Tune in to the virtual Book Salon tonight, Thursday 16th April, at 1:00 EST / 6:00 BST, at www.patreon.com/polisproject. And send your questions for Kahora ahead of time to @project_polis or @michaelkbusch.

For a taster, read an excerpt from the collection – a millennial Kenya we’ve never seen in fiction before (Namwali Serpell) – from the story ‘The Red Door’ in the Johannesburg Review of Books.

You can get hold of The Cape Cod Bicycle War: and Other Stories from Huza (for readers on the African continent) or Ohio University Press (in the US and beyond).

Billy Kahora’s ‘The Gorilla’s Apprentice’ is an evocative story that centres on an unlikely friendship between soon-to-be eighteen year-old Jimmy Gikonyo and Sebastian, an ancient mountain gorilla from Nairobi’s Animal Orphanage. Set amidst the turbulence of the violence that followed Kenya’s 2007 election, this is a story that speaks to the traumas of that moment.”
~ Rachel Knighton’s AiW review, part of the 2014 ’Blogging the Caine Prize’ series.

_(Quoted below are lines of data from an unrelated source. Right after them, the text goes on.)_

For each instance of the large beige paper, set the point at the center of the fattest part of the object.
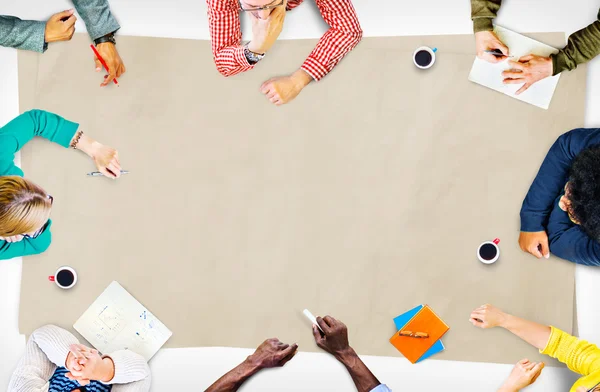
(366, 196)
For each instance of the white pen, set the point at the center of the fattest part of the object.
(96, 174)
(312, 318)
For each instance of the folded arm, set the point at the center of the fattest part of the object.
(22, 34)
(98, 19)
(568, 241)
(226, 37)
(27, 246)
(343, 35)
(131, 372)
(483, 12)
(582, 46)
(35, 368)
(552, 177)
(15, 134)
(580, 356)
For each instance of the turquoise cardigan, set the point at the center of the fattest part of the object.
(13, 136)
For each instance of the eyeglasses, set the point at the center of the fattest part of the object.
(267, 7)
(41, 229)
(410, 334)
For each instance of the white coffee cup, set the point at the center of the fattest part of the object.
(55, 278)
(428, 50)
(486, 249)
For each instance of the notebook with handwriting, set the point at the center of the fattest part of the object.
(425, 321)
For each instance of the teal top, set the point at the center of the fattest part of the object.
(13, 136)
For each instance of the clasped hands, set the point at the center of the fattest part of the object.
(334, 340)
(61, 27)
(283, 89)
(527, 70)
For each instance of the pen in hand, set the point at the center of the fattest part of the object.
(97, 174)
(498, 53)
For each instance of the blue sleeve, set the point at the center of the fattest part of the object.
(27, 246)
(22, 34)
(98, 19)
(381, 388)
(552, 177)
(568, 241)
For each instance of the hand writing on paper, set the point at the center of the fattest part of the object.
(535, 243)
(282, 90)
(528, 70)
(85, 364)
(487, 316)
(60, 27)
(273, 353)
(523, 374)
(488, 40)
(111, 57)
(266, 29)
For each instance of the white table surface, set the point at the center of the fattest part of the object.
(196, 368)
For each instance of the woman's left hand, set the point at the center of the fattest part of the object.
(107, 161)
(14, 238)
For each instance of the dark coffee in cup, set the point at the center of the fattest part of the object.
(65, 278)
(488, 251)
(423, 58)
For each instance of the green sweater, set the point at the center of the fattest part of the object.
(13, 136)
(583, 45)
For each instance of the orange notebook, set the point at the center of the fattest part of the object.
(426, 321)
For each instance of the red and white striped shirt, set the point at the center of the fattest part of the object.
(343, 35)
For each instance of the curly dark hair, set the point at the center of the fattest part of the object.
(584, 190)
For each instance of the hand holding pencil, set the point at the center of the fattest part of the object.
(106, 55)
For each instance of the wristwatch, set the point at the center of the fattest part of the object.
(110, 37)
(252, 57)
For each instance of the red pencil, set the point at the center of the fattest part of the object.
(102, 62)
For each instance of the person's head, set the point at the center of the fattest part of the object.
(582, 192)
(24, 206)
(261, 9)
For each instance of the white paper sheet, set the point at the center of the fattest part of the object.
(117, 321)
(490, 75)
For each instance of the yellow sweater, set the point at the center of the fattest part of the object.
(580, 356)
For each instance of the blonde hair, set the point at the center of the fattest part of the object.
(24, 206)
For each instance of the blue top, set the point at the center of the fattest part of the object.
(60, 383)
(540, 210)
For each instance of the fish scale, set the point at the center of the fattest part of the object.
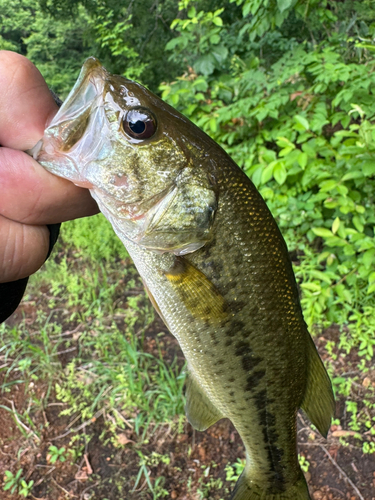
(213, 262)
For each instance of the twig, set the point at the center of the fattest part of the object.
(344, 475)
(88, 465)
(342, 472)
(63, 489)
(82, 426)
(88, 488)
(24, 426)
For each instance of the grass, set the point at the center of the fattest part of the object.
(89, 344)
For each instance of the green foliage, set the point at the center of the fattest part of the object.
(16, 484)
(302, 129)
(304, 464)
(234, 471)
(55, 453)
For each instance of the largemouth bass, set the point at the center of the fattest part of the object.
(213, 262)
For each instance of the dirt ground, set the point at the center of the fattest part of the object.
(193, 464)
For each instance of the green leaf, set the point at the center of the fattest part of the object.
(322, 232)
(357, 223)
(302, 121)
(335, 225)
(368, 257)
(368, 167)
(205, 64)
(279, 173)
(302, 160)
(284, 4)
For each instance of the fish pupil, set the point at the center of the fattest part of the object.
(137, 127)
(139, 123)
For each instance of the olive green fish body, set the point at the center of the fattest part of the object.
(213, 262)
(242, 359)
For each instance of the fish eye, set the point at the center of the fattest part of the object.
(139, 123)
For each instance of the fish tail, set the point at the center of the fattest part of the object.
(246, 490)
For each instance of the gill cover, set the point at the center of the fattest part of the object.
(111, 135)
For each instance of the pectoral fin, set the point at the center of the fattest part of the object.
(197, 292)
(200, 412)
(318, 402)
(155, 304)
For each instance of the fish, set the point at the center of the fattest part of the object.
(213, 262)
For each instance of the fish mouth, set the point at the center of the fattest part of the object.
(70, 142)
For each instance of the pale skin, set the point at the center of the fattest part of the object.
(30, 197)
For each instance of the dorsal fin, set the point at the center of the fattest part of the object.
(318, 401)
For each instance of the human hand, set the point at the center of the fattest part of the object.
(30, 197)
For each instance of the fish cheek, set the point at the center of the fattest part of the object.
(73, 132)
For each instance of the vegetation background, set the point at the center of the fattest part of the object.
(286, 87)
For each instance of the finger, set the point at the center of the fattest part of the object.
(31, 195)
(23, 249)
(26, 104)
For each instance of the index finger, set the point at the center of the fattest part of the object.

Billy Kahora, photo taken by Etisalat

Billy Kahora is a Kenyan writer, and lecturer in Creative Writing at the University of Bristol. He is the former Managing Editor of Kwani Trust. His writing has appeared in Chimurenga, McSweeney’s, Granta Online, Internazionale, Vanity Fair and Kwani?. He is the author of the non-fiction novella The True Story Of David Munyakei: Goldenberg Whistleblower (2008). His short story ‘Treadmill Love’ was highly commended by the 2007 Caine Prize for African Writing judges; ‘Urban Zoning’ was shortlisted for the prize in 2012, and ‘The Gorilla’s Apprentice’ in 2014.

‘Billy Kahora is a painter with words. He makes the reader see and touch and smell and feel characters and their inner turmoil as they try to survive, against the challenges of nature and nurture.’